Un audit Siegrist seul peut conclure à un déséquilibre effort-récompense alors que la cause organisationnelle profonde est une absence de marges de manœuvre (Karasek) ou un conflit de valeurs (Gollac).

Un audit Gollac seul, sans instruments psychométriques validés, produit une lecture qualitative qui peut être contestée méthodologiquement.

Un audit HAD seul confond facteurs de risque et signes cliniques, et ne dit rien sur ce qu'il faut changer dans l'organisation.

La combinaison des quatre modèles produit une lecture multidimensionnelle, statistiquement défendable, juridiquement opposable, et cliniquement pertinente. C'est l'état de l'art de l'audit RPS contemporain.

2.7Et les autres modèles

Vous rencontrerez en littérature et chez certains cabinets concurrents d'autres modèles. Quelques mots pour vous orienter.

Le modèle de Demerouti (Job Demands-Resources, 2001) est une généralisation de Karasek qui distingue demandes et ressources sans se limiter à la latitude décisionnelle. Il est intéressant en recherche mais moins opérationnel en audit, parce qu'il nécessite un travail de définition des ressources spécifiques à chaque entreprise.

Le modèle de Maslach (Maslach Burnout Inventory, 1981) est un instrument de mesure du burn-out, pas du risque global RPS. Il peut être utilisé en complément sur des populations à risque (soignants, enseignants), mais il ne se substitue pas à un audit RPS structuré.

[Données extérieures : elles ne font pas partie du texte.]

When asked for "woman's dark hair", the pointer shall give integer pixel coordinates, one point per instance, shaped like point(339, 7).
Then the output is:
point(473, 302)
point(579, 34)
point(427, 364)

Le modèle COPSOQ (Copenhagen Psychosocial Questionnaire) est un instrument scandinave très complet qui couvre une grande partie des dimensions Gollac. Il est de plus en plus utilisé en Europe du Nord et commence à apparaître en France. Sa version courte (32 items) peut compléter utilement Karasek et Siegrist.

Les baromètres maison proposés par certains cabinets (questionnaire de 15 à 30 questions inventées pour la mission) ne sont pas des audits RPS au sens scientifique. Ils peuvent produire un baromètre QVCT utile, mais ils ne fournissent pas une évaluation des RPS opposable juridiquement.

Atreebu

Encadré méthode Atreebu. La méthode Atreebu repose sur un questionnaire scientifique unique de 87 items, organisé en sept sections thématiques pour le répondant, qui couvre les treize indicateurs RPS issus des quatre modèles et les six axes Gollac. Cette unification dans un instrument unique évite au répondant de remplir trois questionnaires séparés (JCQ + ERI + HAD), améliore le taux de complétion, et garantit la cohérence du scoring. Les items sont issus des versions françaises validées des instruments d'origine, sans reformulation arbitraire qui invaliderait leur propriété psychométrique. La pondération du composite de risque global est documentée et justifiée scientifiquement, conformément aux recommandations de la littérature internationale.